ABC/Ida Mae Astute(WASHINGTON) — Sen. Marco Rubio, R-Fla., said Monday for the first time during his re-election campaign that he would serve a full six-year term if re-elected to the Senate, but did not shut the door on another presidential bid.
In the first Florida Senate debate, moderated by ABC News’ Chief White House Correspondent Jonathan Karl, Rubio defended his record from criticism that he missed a significant number of hearings and votes in his first time while running for president.
“I’m going to serve in the Senate for the next six years, God willing,” Rubio said. “Not only am I going to serve in the Senate over the next six years, we’re going to get a lot done.”
“So, this means you’re not running for president?” Karl asked.
In his response, Rubio did not rule out a 2020 presidential run.
“I’m going to be a senator for the next six years on behalf of the state of Florida,” he said. “You can’t be a senator and president at the same time.”

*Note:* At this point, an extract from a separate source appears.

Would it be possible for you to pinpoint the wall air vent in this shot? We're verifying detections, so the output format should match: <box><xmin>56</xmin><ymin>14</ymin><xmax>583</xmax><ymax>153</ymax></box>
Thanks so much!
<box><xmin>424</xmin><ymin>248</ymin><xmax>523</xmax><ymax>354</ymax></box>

Before Monday night, Rubio had not committed to serving a full second term in Congress.
Between July of 2015 and September of 2016, Rubio missed 104 of 270 Senate roll call votes, nearly 40 percent of all votes.
Rep. Patrick Murphy, D-Fla., his Democratic opponent, repeatedly criticized Rubio during Monday’s debate for his attendance record.
“We have a senator with one foot out the door, who will not even show up to work,” Murphy said.
“I didn’t like missing the votes, but like every sitting senator in the history of this republic that mounted a credible campaign for the presidency, I did,” Rubio said in his defense.
While Murphy has slammed Rubio’s record, he’s also missed official congressional business for campaigning.
In May, he skipped a House Intelligence Committee meeting to campaign with Vice President Joe Biden in Orlando, Florida.
A new Senate poll from Quinnipiac University shows Rubio and Murphy are neck-and-neck heading into the final three weeks of the election.
The survey, taken before the Senate debate, has Rubio at 49 percent, and Murphy at 47, within the poll’s margin of error.